A new study reveals that carbon from candle soot could be used to power the kind of lithium ion battery in plug-in hybrid electric cars. Researchers from the Indian Institute of Technology in Hyderabad, India claim that their findings could open up possibilities for using carbon in more powerful batteries, which could drive down the costs of portable power.

Lithium ion batteries are used to power a wide range of devices, including smartphones, digital cameras, electric cars and even aircraft. The batteries produce current through two electrically charged materials suspended in a liquid. Carbon, while used as one of the materials in smaller batteries, is considered unsuitable for bigger and more powerful batteries because of its structure, which cannot produce the required current density.

In the new study, published in the journal Electrochimica Acta, the researchers found that because of the shape and configuration of the tiny carbon nanoparticles, the carbon in candle soot could be used in bigger batteries. The team also said that their research introduces a more scalable approach to making batteries because the soot could be produced quickly and easily. 
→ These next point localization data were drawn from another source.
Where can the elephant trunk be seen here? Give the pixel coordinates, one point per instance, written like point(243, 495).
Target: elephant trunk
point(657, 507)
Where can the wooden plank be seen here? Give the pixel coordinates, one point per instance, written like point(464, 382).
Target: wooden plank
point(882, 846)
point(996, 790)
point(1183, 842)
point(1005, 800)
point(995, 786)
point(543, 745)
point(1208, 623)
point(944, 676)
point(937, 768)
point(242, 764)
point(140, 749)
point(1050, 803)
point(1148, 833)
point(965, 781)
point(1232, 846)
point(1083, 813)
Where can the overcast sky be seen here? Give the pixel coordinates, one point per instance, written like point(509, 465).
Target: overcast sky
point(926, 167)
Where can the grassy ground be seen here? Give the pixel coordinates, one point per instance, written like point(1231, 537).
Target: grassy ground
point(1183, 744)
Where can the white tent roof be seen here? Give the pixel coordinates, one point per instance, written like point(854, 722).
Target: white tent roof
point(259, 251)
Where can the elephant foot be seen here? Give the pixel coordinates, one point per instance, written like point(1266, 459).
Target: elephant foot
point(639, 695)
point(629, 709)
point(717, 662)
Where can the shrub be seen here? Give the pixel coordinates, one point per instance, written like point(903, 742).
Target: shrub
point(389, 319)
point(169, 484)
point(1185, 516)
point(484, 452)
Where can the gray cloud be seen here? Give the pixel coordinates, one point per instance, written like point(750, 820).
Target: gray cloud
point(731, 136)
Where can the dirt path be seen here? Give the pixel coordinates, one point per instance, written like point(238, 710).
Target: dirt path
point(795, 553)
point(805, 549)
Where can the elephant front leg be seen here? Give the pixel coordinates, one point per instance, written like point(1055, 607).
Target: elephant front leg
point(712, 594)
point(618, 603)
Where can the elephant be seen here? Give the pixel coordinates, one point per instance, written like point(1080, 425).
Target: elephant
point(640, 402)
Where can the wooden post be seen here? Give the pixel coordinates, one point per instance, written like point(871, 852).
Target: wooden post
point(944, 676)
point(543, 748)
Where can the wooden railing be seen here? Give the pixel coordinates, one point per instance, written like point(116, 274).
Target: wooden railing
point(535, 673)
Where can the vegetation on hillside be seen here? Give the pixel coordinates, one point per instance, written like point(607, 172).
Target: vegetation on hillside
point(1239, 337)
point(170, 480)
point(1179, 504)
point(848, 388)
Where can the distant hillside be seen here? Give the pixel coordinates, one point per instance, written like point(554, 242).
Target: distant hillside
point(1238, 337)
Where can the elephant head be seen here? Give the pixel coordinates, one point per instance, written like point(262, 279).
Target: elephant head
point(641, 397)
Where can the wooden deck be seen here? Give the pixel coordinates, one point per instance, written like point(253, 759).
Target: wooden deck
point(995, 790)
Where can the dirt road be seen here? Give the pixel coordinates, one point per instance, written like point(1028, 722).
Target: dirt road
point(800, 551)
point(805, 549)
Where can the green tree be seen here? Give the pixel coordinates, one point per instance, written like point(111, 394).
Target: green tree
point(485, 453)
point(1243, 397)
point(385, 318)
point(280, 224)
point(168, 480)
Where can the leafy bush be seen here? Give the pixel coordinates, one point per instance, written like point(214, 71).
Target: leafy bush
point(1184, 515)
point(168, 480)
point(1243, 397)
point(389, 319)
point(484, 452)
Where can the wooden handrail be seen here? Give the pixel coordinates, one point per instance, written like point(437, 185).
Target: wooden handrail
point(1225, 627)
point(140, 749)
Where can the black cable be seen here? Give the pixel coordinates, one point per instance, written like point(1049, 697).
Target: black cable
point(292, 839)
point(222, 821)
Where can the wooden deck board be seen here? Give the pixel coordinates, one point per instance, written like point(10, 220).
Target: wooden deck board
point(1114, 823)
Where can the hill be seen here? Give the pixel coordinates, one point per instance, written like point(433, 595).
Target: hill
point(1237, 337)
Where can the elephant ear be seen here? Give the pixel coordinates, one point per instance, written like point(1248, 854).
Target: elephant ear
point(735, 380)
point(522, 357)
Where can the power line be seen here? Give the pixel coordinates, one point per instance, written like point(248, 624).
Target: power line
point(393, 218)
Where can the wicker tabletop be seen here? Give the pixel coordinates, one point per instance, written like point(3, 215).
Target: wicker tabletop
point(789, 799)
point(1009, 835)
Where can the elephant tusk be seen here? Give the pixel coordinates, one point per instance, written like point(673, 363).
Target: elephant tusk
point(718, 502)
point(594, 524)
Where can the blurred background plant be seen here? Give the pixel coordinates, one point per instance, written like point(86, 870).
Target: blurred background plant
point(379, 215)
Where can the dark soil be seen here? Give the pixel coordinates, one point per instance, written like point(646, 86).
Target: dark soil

“If you put water droplet on candle soot it rolls off – that’s an observation that’s been made in the last few years. The material candle soot is made of, carbon, also has electric potential. So why not use it as an electrode? We looked into it and saw it also shows some exceptional electrochemical properties, so we decided to test it further,” said Dr Chandra Sharma, one of the study’s authors. 

Soot, which is made of carbon, is produced when a candle burns. For the study, the team observed the soot collected from the tip and middle of a candle flame and compared the size, shape and structure of the carbon. They found that the burning process formed nanoparticles of carbon that are 30 to 40 nanometers across. They also found that the soot recovered from the tip of a candle flame, which burned at 1,400 degrees Celcius, had fewer impurities like wax, making it perform better as an electrical conductor.

Using a technique called cyclic charge-discharge, or CCD, the researchers analysed the effectiveness of soot as a conducting material to use in a battery. The technique shows how powerful the battery is based on the rate of charge or discharge: the higher the rate, the more powerful the battery. According to the study’s results, the candle soot carbon performed better at higher rates.

Sharma said the technology is not only efficient and cost-effective but also scalable, which could make battery production cheaper. One hybrid car would need approximately 10 kilograms of carbon soot, which would be deposited in about an hour using candles, Sharma explained.

For their next step, the researchers plan to develop a candle soot battery to test the technology further. They are also looking at testing hybrid materials that contain candle soot to determine if they can improve it for batteries.

This is not the first research to explore the potential of carbon from candle soot. In 2007, a study demonstrated that fluorescent nanoparticles, or CNPs, can be prepared from candle soot. Fluorescent CNPs are used in various biological applications such as biomolecular labeling, cellular imaging, tumor targeting, single particle tracking and long-term in vivo monitoring.